[Tutor] ignoring diacritical signs

Mon Dec 2 21:08:49 CET 2013

On Mon, 12/2/13, Steven D'Aprano <steve at pearwood.info> wrote:

 Subject: Re: [Tutor] ignoring diacritical signs
 To: tutor at python.org
 Date: Monday, December 2, 2013, 4:53 PM

 On Mon, Dec 02, 2013 at 06:11:04AM
 -0800, Albert-Jan Roskam wrote:
 > Hi,
 > 
 > I created the code below because I want to compare two
 fields while 
 > ignoring the diacritical signs.

 Why would you want to do that? That's like comparing two
 fields while 
 ignoring the difference between "e" and "i", or "s" and "z",
 or "c" and 
 "k". Or indeed between "s", "z", "c" and "k".

 *only half joking*

====> ;-) Unaccented characters that really should be accented are a fact of life. We often need to merge datasets and if one of them comes from a system that dates back to the Pleistocene... well...

 I think the right way to ignore diacritics and other
 combining marks is 
 with a function like this:

 import unicodedata

 def strip_marks(s):
     decomposed = unicodedata.normalize('NFD', s)
     base_chars = [c for c in decomposed if not
 unicodedata.combining(c)]
     return ''.join(base_chars)

 Example:

 py> strip_marks("I will coöperate with Müller's
 résumé mañana.")
 "I will cooperate with Muller's resume manana."

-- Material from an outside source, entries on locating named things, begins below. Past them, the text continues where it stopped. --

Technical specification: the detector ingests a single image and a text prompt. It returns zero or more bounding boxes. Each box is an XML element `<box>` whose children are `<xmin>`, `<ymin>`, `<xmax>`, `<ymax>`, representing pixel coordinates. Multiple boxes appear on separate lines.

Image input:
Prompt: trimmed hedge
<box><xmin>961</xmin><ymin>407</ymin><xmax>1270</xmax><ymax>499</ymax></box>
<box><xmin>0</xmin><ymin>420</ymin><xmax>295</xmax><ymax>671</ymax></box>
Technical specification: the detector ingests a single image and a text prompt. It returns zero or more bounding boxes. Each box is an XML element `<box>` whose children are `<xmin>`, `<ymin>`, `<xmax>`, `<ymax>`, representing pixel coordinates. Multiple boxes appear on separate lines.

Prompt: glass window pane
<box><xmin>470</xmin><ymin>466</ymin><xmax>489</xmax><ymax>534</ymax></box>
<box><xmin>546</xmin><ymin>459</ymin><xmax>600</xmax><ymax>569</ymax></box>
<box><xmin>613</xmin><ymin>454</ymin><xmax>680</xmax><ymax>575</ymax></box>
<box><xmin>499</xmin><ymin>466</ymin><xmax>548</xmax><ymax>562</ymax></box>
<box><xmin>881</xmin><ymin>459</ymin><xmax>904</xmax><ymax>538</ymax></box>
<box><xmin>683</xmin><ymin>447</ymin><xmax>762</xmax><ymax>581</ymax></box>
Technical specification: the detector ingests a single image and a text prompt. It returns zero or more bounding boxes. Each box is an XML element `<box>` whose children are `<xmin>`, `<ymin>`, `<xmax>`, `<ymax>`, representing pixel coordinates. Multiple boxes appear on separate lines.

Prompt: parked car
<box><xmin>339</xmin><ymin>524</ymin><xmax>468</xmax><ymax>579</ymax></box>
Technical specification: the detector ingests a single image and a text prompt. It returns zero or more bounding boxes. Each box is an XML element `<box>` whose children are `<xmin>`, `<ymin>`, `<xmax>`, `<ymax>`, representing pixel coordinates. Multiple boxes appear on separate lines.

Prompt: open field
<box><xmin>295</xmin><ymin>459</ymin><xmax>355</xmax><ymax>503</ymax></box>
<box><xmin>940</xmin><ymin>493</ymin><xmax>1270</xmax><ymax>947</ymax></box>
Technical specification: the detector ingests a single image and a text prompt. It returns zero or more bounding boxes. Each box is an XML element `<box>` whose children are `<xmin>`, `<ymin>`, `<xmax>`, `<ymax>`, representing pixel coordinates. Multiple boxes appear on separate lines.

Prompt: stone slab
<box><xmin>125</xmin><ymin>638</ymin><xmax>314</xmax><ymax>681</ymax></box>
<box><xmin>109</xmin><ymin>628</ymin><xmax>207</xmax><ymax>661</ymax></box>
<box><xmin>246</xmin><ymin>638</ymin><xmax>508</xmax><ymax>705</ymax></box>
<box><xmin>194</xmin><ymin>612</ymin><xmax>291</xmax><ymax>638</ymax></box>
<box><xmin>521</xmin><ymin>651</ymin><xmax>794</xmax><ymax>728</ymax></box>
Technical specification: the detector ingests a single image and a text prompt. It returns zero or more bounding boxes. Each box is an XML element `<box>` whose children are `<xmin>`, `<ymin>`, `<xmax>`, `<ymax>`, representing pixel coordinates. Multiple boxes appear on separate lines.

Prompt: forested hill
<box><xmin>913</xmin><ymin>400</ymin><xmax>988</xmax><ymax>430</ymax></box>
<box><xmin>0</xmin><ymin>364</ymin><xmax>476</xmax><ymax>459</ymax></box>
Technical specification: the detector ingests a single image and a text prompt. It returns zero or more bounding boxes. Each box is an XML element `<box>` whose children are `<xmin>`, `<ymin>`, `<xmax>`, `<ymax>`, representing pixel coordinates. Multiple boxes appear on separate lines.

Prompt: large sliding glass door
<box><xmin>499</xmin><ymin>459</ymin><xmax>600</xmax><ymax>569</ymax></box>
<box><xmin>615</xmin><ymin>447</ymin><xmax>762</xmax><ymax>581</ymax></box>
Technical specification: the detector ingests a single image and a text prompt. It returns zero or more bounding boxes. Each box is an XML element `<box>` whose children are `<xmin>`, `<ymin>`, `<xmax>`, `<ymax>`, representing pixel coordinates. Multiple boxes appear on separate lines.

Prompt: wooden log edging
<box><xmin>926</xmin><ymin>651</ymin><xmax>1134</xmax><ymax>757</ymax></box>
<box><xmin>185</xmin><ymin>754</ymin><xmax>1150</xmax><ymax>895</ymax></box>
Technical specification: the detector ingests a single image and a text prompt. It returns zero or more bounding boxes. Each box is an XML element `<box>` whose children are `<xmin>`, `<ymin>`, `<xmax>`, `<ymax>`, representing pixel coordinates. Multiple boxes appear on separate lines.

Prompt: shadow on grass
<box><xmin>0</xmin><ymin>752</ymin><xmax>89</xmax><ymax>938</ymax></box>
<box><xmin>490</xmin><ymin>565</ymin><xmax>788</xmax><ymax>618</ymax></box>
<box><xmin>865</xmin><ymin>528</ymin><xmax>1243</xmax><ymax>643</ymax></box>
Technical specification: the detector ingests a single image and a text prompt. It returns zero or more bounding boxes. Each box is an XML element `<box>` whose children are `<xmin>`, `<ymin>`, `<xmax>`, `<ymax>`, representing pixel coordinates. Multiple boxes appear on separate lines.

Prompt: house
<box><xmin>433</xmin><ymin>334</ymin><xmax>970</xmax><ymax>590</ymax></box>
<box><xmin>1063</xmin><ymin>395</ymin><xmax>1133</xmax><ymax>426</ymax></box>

====> woaaah, very different approach compared to mine. Nice! I have to read up on unicodedata. I have used it a few times (e.g. where the re module is not enough), but many of the abbreviations are still a mystery to me. This seems a good start: http://www.unicode.org/reports/tr44/tr44-6.html

 Beware: stripping accents may completely change the meaning
 of the word 
 in many languages! Even in English, stripping the accents
 from "résumé" 
 makes the word ambiguous (do you mean a CV, or the verb to
 start 
 something again?). In other languages, stripping accents may
 completely 
 change the word, or even turn it into nonsense.

 For example, I understand that in Danish, å is not the
 letter a with a 
 circle accent on it, but a distinct letter of the alphabet
 which should 
 not be touched. And I haven't even considered non-Western
 European 
 languages, like Greek, Polish, Russian, Arabic, Hebrew...

=====> Similarly, ñ is a letter in Spanish and Tagalog. So they have (at least?) 27 letters in their alphabet.

 Another issue: depending on the language, it may be better
 to replace 
 certain accents with letter combinations. For example, a
 German might 
 prefer to see Müller transformed to Mueller. (Although Herr
 Müller 
 probably won't, as people tend to be very sensitive about
 their names.)

=====> Strangely, the nazi Goebbels is never referred to as "Göbbels".

 Also, the above function leaves LATIN CAPITAL LETTER O WITH
 STROKE as Ø 
 instead of stripping the stroke. I'm not sure whether that
 is an 
 oversight or by design. Likewise for the lowercase version.
 You might 
 want to do some post-processing:

 def strip_marks2(s):
     # Post-process letter O with stroke.
     decomposed = unicodedata.normalize('NFD', s)
     result = ''.join([c for c in decomposed if not
 unicodedata.combining(c)])
     return result.replace('Ø', 'O').replace('ø',
 'o')

 If you have a lot of characters to post-process (e.g. ß to
 "ss" or "sz") 
 I recommend you look into the str.translate method, which is
 more 
 efficient than repeatedly calling replace.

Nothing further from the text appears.